What might we do, Mr. Lapham, to change the course of American history and politics? The truth illuminated in “Bombast Bursting” may well set us poor citizens free from our democratic delusions, but what does it set us free for? In the long shadow of America’s millionaires and billionaires, commiseration is cold comfort indeed.

Tom Kerr
Syracuse, N.Y.

 

Hindsight Is 20/20

I have been asked to identify what was fabricated in my article “Prophets and Losses,” which ran in the February 1998 edition of Harper’s Magazine.

I fabricated the text from “The man” to “the psychic” in paragraph 5; “Sharona” and the attributed quote in paragraph 6. I exaggerated and fabricated the facts in paragraphs 7, 8, 9, and 10. I fabricated the text from paragraph 13 to “August 1.” I fabricated the last sentence of the first paragraph following “August 1,” the following discussion with Ruth, and the last sentence before “August 3.” I fabricated the events labeled “August 4”; “August 8”; “August 9”; the last paragraph of “August 10”; “August 12”; “August 13”; the first, sixth, seventh, eighth, ninth, tenth, and eleventh paragraphs of “August 15”; “August 19”; “August 21”; “August 22”; “August 23”; and “August 24.”
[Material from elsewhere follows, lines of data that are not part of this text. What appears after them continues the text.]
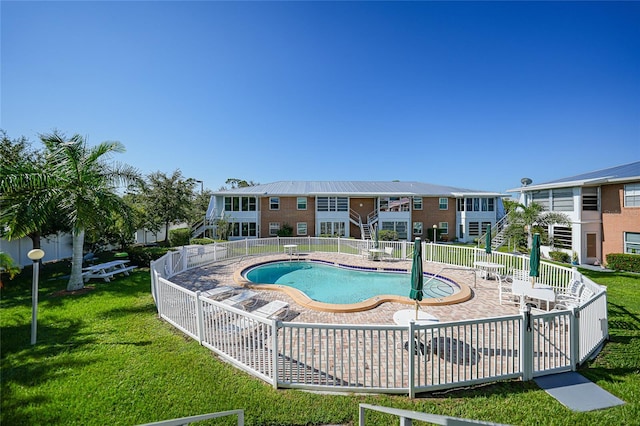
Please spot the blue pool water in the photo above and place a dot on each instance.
(339, 285)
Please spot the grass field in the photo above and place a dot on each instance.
(104, 358)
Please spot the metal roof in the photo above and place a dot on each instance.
(353, 188)
(623, 173)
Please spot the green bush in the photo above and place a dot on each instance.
(559, 256)
(202, 241)
(142, 256)
(623, 262)
(179, 237)
(387, 235)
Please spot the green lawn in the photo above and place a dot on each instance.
(104, 358)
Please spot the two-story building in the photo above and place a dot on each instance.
(604, 208)
(354, 209)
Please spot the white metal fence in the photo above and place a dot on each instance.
(382, 358)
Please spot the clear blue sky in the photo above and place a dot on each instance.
(473, 95)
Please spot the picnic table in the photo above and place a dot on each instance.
(107, 270)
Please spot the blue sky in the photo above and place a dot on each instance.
(468, 94)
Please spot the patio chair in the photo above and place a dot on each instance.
(388, 253)
(217, 293)
(241, 300)
(275, 309)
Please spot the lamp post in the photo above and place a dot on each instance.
(201, 186)
(35, 255)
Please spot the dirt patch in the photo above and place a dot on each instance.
(83, 290)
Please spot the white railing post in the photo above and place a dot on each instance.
(274, 352)
(199, 317)
(412, 360)
(574, 336)
(526, 345)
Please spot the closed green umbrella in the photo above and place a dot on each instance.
(417, 277)
(487, 240)
(534, 259)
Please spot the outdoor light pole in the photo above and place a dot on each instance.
(201, 186)
(35, 255)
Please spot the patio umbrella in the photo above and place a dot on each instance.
(534, 259)
(417, 277)
(487, 240)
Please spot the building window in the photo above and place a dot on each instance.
(274, 203)
(249, 229)
(417, 203)
(240, 204)
(302, 203)
(632, 242)
(542, 198)
(632, 195)
(417, 228)
(399, 227)
(562, 237)
(562, 200)
(302, 228)
(332, 204)
(333, 228)
(394, 204)
(443, 227)
(590, 199)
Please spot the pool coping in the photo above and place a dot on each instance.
(303, 300)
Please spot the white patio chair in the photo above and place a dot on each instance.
(275, 309)
(241, 300)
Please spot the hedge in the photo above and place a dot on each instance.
(623, 262)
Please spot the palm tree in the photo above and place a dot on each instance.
(523, 219)
(77, 184)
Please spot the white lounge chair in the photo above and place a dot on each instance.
(218, 292)
(273, 309)
(242, 299)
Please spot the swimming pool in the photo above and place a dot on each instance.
(340, 284)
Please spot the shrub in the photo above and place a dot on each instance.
(559, 256)
(179, 237)
(142, 256)
(623, 262)
(202, 241)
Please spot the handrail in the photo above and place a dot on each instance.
(406, 416)
(186, 420)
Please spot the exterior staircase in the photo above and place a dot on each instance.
(497, 231)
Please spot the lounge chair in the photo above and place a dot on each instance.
(218, 292)
(241, 300)
(274, 309)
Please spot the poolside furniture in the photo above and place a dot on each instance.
(388, 253)
(218, 292)
(540, 292)
(489, 268)
(376, 254)
(405, 316)
(241, 300)
(107, 270)
(273, 309)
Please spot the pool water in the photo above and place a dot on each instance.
(341, 285)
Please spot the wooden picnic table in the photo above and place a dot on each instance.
(107, 270)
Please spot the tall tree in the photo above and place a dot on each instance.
(167, 199)
(78, 184)
(25, 214)
(523, 221)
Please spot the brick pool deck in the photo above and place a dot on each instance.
(484, 302)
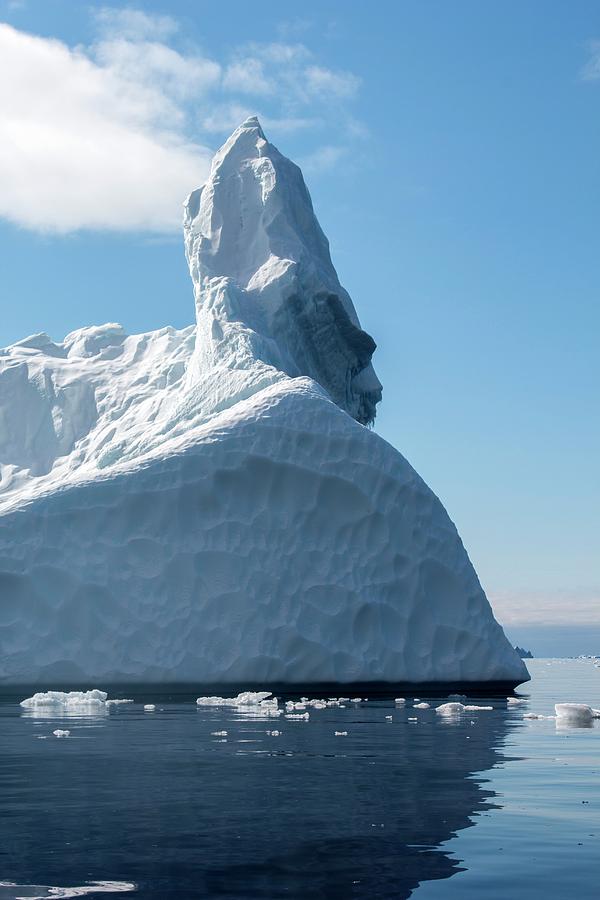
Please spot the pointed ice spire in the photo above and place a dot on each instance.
(259, 258)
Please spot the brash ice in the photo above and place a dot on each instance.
(207, 505)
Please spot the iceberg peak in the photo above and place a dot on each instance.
(264, 281)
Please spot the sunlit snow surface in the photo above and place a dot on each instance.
(207, 505)
(209, 800)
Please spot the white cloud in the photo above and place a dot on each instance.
(323, 159)
(248, 77)
(558, 607)
(591, 70)
(112, 135)
(326, 82)
(135, 24)
(79, 145)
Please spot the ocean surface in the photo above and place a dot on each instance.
(157, 804)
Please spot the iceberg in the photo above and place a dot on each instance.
(210, 505)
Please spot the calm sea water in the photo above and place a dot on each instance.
(155, 805)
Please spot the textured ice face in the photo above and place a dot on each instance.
(265, 287)
(202, 505)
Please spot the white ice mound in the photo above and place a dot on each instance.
(70, 700)
(577, 713)
(206, 505)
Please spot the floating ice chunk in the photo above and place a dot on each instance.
(65, 700)
(246, 698)
(454, 708)
(24, 891)
(578, 713)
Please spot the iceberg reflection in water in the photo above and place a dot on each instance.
(275, 807)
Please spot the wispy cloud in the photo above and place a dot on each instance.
(323, 159)
(591, 70)
(557, 607)
(115, 134)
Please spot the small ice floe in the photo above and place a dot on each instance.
(246, 698)
(576, 713)
(32, 891)
(258, 704)
(456, 708)
(66, 700)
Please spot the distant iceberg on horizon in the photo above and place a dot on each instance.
(207, 505)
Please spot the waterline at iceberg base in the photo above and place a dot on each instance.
(209, 505)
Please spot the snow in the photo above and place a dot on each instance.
(205, 505)
(456, 708)
(71, 700)
(576, 713)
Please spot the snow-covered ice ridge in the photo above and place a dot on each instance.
(206, 505)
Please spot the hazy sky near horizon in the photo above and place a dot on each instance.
(452, 152)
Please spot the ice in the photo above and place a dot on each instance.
(246, 698)
(456, 708)
(577, 713)
(179, 506)
(66, 701)
(32, 891)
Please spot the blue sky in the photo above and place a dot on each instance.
(452, 152)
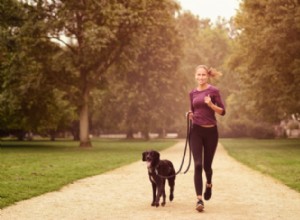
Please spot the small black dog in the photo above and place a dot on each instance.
(156, 169)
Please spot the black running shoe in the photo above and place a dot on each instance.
(207, 193)
(200, 206)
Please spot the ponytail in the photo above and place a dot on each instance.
(211, 71)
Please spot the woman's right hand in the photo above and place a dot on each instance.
(190, 115)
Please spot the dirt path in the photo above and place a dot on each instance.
(125, 193)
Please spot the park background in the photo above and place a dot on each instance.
(79, 70)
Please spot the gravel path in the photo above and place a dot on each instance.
(125, 193)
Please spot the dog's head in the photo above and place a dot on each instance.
(151, 157)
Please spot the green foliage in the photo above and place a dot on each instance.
(41, 166)
(267, 57)
(277, 158)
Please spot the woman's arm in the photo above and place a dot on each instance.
(214, 107)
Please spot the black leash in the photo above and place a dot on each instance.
(187, 143)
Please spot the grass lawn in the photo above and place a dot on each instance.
(28, 169)
(279, 158)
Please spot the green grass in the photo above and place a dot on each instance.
(28, 169)
(279, 158)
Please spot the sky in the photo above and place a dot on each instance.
(211, 8)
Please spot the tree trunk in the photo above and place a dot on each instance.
(84, 121)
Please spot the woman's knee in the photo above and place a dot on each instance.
(198, 166)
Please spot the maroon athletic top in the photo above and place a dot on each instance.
(203, 114)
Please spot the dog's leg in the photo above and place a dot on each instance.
(163, 193)
(159, 191)
(171, 182)
(154, 193)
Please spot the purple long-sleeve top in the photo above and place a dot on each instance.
(203, 114)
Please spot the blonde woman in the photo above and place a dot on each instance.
(205, 101)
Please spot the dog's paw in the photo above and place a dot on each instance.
(171, 197)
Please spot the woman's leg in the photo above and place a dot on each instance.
(196, 147)
(210, 143)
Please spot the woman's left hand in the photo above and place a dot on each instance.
(207, 100)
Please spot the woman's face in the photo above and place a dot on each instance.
(201, 76)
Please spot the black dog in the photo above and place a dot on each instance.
(156, 169)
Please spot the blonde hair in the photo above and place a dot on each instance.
(210, 71)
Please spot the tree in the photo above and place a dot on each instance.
(150, 93)
(267, 57)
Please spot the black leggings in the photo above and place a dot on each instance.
(202, 138)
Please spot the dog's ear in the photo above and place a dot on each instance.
(156, 157)
(144, 155)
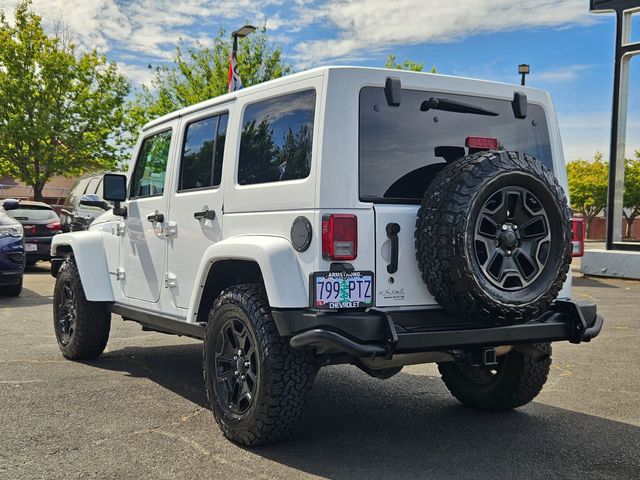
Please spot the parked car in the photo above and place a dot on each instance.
(342, 215)
(40, 222)
(83, 204)
(11, 255)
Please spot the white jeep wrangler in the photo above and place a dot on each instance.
(340, 215)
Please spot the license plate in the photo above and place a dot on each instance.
(333, 290)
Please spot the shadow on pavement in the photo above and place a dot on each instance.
(28, 298)
(409, 427)
(39, 268)
(591, 282)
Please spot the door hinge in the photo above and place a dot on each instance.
(170, 280)
(170, 229)
(120, 273)
(119, 229)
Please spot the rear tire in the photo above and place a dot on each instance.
(257, 385)
(81, 327)
(493, 238)
(517, 380)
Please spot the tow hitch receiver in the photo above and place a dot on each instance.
(485, 357)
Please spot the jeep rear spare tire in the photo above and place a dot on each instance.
(493, 238)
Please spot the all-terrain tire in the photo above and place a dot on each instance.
(446, 226)
(519, 378)
(284, 375)
(12, 290)
(87, 335)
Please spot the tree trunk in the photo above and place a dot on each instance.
(629, 228)
(587, 224)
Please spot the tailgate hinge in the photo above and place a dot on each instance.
(170, 229)
(170, 280)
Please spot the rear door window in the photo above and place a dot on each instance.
(32, 214)
(151, 166)
(402, 148)
(202, 153)
(277, 137)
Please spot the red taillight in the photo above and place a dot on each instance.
(577, 238)
(54, 225)
(339, 237)
(482, 143)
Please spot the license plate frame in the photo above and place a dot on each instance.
(348, 296)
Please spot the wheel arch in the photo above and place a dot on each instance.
(249, 259)
(88, 250)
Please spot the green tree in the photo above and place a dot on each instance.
(201, 72)
(407, 65)
(631, 192)
(61, 112)
(588, 187)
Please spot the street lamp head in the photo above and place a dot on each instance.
(524, 69)
(244, 31)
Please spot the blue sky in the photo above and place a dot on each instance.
(570, 51)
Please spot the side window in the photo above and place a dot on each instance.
(93, 184)
(201, 162)
(151, 166)
(277, 135)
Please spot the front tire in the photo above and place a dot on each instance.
(515, 381)
(257, 385)
(81, 327)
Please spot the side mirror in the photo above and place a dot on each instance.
(115, 190)
(10, 204)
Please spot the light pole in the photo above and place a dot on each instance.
(235, 83)
(524, 70)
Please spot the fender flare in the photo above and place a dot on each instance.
(277, 261)
(90, 257)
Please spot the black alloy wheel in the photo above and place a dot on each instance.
(236, 367)
(512, 238)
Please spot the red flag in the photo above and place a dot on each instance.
(234, 77)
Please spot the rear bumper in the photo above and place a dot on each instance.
(43, 245)
(379, 333)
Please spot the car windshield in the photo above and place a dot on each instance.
(32, 213)
(402, 148)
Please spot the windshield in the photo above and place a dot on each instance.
(403, 148)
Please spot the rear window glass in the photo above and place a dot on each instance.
(402, 148)
(277, 135)
(35, 213)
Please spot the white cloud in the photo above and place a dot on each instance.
(563, 74)
(374, 24)
(583, 134)
(137, 74)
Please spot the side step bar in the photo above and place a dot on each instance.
(159, 323)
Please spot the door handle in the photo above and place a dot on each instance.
(205, 214)
(156, 217)
(392, 232)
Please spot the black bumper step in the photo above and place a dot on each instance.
(384, 333)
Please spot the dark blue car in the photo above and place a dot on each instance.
(12, 255)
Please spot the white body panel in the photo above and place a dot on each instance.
(92, 262)
(253, 222)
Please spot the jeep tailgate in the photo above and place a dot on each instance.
(404, 287)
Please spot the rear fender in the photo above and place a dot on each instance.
(88, 250)
(281, 273)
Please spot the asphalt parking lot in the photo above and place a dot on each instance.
(140, 411)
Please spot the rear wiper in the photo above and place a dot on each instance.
(447, 105)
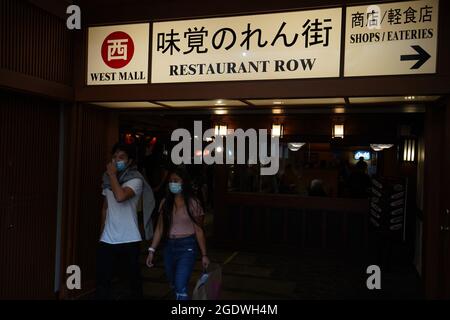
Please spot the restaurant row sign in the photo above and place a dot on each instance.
(383, 39)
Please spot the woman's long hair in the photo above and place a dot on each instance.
(189, 200)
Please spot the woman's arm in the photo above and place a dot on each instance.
(200, 235)
(155, 242)
(158, 233)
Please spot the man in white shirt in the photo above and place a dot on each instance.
(119, 245)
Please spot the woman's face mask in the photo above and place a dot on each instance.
(175, 187)
(121, 165)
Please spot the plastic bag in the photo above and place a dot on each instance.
(209, 284)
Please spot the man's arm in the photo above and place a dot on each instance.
(103, 216)
(121, 194)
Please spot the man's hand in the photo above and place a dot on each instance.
(111, 169)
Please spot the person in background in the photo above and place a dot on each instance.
(179, 227)
(156, 169)
(288, 180)
(316, 189)
(120, 239)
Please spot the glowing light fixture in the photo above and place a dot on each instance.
(277, 130)
(338, 131)
(220, 130)
(409, 150)
(380, 146)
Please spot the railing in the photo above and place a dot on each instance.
(252, 220)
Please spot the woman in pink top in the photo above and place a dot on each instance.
(180, 227)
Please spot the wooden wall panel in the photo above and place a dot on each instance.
(29, 135)
(34, 42)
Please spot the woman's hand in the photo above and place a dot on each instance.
(149, 261)
(111, 169)
(205, 262)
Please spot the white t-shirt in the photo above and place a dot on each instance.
(121, 225)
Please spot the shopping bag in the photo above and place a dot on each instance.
(209, 284)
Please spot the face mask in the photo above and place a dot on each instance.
(121, 165)
(175, 187)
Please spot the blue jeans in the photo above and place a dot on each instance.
(179, 261)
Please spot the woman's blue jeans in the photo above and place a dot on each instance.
(179, 260)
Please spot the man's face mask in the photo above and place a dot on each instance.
(121, 165)
(175, 187)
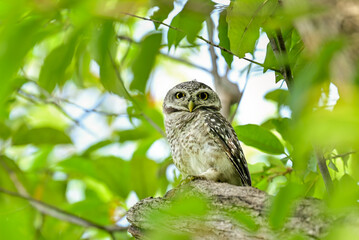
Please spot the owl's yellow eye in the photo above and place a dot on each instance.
(179, 95)
(203, 95)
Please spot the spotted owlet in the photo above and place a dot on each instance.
(203, 143)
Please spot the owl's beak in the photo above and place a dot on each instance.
(190, 106)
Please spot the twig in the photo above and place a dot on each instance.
(167, 55)
(201, 38)
(130, 98)
(340, 155)
(185, 62)
(324, 171)
(227, 90)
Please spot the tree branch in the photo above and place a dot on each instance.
(229, 210)
(125, 38)
(228, 91)
(199, 37)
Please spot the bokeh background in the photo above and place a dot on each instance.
(81, 124)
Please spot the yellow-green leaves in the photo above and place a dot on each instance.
(245, 19)
(40, 136)
(260, 138)
(165, 7)
(145, 61)
(189, 21)
(282, 204)
(53, 71)
(223, 37)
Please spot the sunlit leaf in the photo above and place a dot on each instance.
(259, 137)
(189, 21)
(245, 18)
(56, 63)
(145, 60)
(223, 37)
(40, 136)
(18, 37)
(281, 96)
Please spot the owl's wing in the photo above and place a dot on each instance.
(223, 131)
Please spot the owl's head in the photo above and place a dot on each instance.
(189, 97)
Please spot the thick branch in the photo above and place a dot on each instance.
(224, 200)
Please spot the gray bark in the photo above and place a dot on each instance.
(308, 219)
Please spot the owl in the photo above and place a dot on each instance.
(203, 143)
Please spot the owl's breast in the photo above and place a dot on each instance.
(194, 150)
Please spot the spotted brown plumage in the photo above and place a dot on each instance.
(203, 143)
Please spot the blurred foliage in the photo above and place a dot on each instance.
(55, 54)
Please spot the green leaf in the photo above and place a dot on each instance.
(245, 18)
(282, 204)
(104, 50)
(281, 96)
(145, 61)
(270, 61)
(144, 171)
(96, 146)
(5, 131)
(40, 136)
(223, 37)
(260, 138)
(17, 38)
(56, 63)
(245, 220)
(165, 7)
(189, 21)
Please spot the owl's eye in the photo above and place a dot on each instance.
(179, 95)
(203, 95)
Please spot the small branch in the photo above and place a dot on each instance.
(228, 91)
(199, 37)
(130, 98)
(341, 155)
(125, 38)
(185, 62)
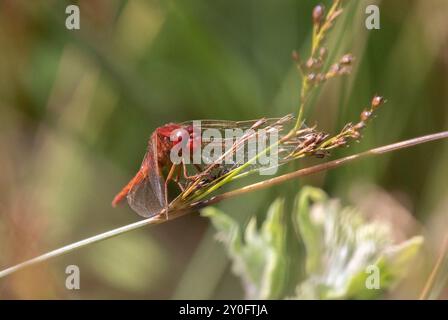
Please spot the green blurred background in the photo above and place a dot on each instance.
(78, 106)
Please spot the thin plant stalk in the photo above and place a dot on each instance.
(218, 198)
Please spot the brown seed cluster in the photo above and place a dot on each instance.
(310, 141)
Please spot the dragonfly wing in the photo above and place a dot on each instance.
(147, 197)
(143, 200)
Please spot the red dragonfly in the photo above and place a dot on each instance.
(147, 192)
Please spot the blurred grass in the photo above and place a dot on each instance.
(78, 106)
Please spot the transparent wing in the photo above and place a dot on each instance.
(228, 153)
(147, 197)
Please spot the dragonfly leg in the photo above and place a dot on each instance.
(179, 168)
(186, 176)
(167, 180)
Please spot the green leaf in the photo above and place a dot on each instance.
(261, 259)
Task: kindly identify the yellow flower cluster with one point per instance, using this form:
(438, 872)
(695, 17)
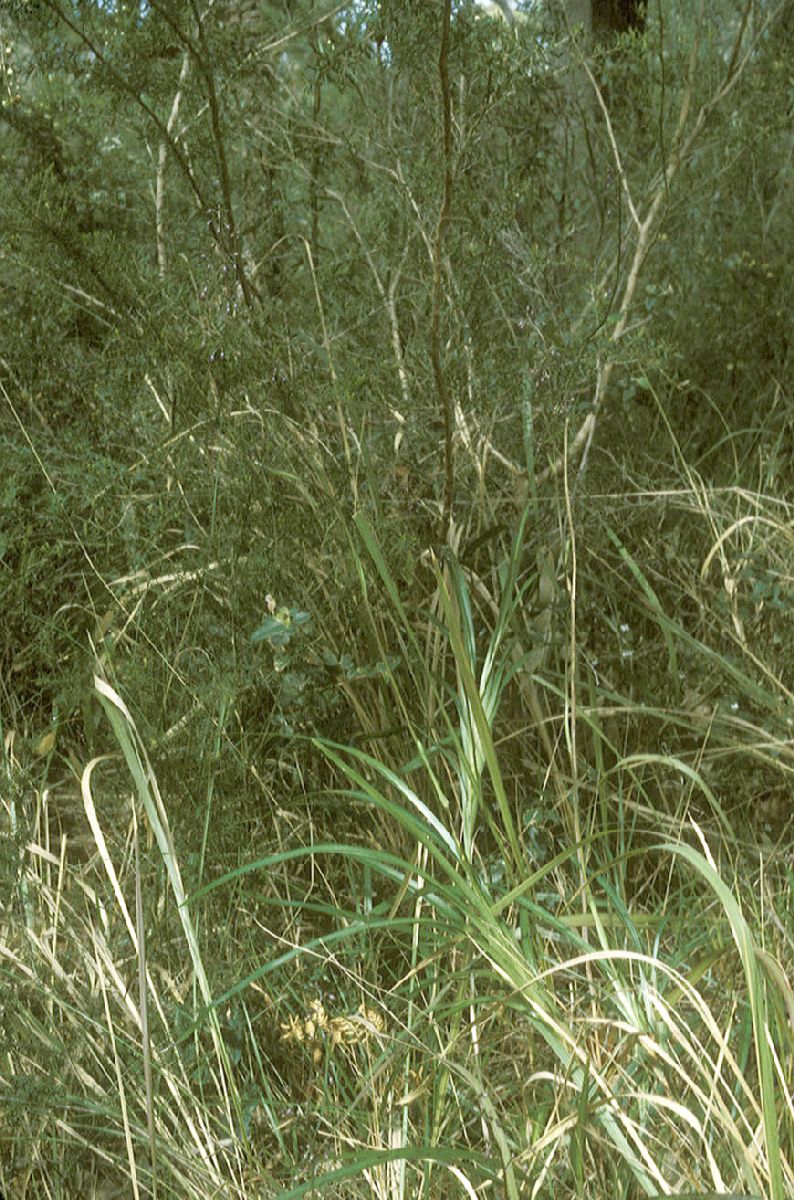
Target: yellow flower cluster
(340, 1031)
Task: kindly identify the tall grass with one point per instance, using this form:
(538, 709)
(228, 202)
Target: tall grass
(449, 1005)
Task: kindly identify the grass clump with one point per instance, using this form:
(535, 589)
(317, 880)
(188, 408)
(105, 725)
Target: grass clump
(584, 989)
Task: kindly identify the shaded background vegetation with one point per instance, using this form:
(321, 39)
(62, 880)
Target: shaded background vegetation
(248, 289)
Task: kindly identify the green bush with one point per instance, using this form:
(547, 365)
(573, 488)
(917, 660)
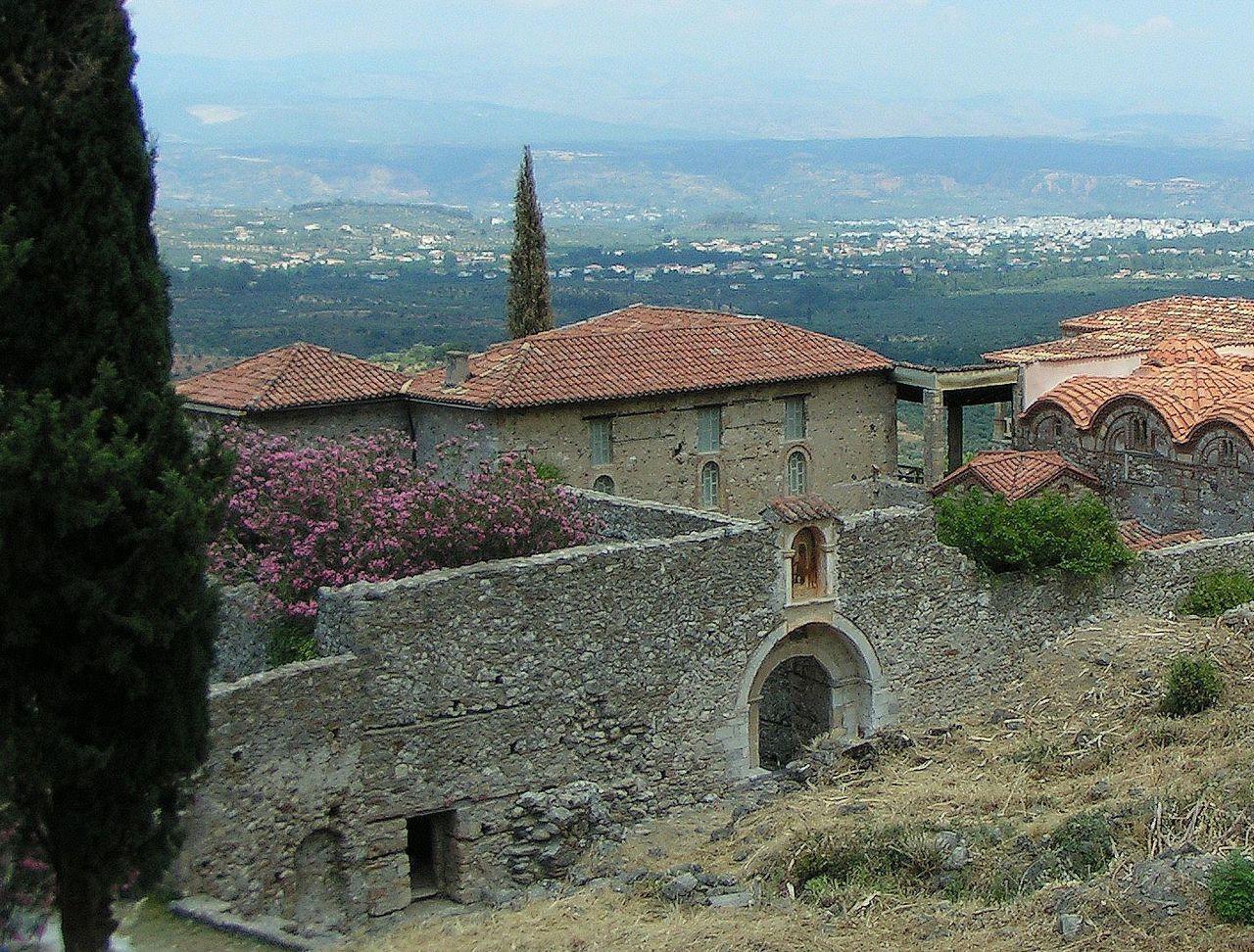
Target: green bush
(1192, 685)
(1231, 889)
(1078, 536)
(1215, 593)
(550, 472)
(291, 639)
(1084, 844)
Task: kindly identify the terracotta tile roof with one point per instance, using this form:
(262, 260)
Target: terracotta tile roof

In addition to the content of the article, I fabricated notes in support of this story. I lied to the staff of Harper’s. I fabricated in interviews about this story. I engaged in egregious misconduct. This story should not be relied upon in any way.

I believe that this list is complete. However, there may be inadvertent omissions or errors, as I am relying exclusively on my seventeen-year-old memory.

I would like to publish a retraction of these fabrications. That said, you may prefer that my misdeeds not be referred to in your pages again.

Stephen Glass
Venice, Calif.

The editors respond:

Stephen Glass suggests that Harper’s Magazine may not wish to have his misdeeds mentioned in our pages again. On the contrary, we welcome the opportunity to correct the record — even almost eighteen years after the fact. Glass’s letter makes clear that at least 5,647 of the 7,902 words of “Prophets and Losses” were based on fabrications. A deception of that scale requires more than a simple enumerating of errors and falsehoods; we must retract the entire article. We won’t remove it from our online archive, but we’ve stamped the digital version with the word retracted. (Glass voluntarily returned the $10,000 fee we paid him for “Prophets and Losses.”) This is the first retraction in 165 years of Harper’s Magazine; that we’ve had to do this only once speaks to the excellent work of generations of fact-checkers. We remain committed to getting the story straight month after month, year after year — and to making sure no one like Stephen Glass is ever allowed to fool us again.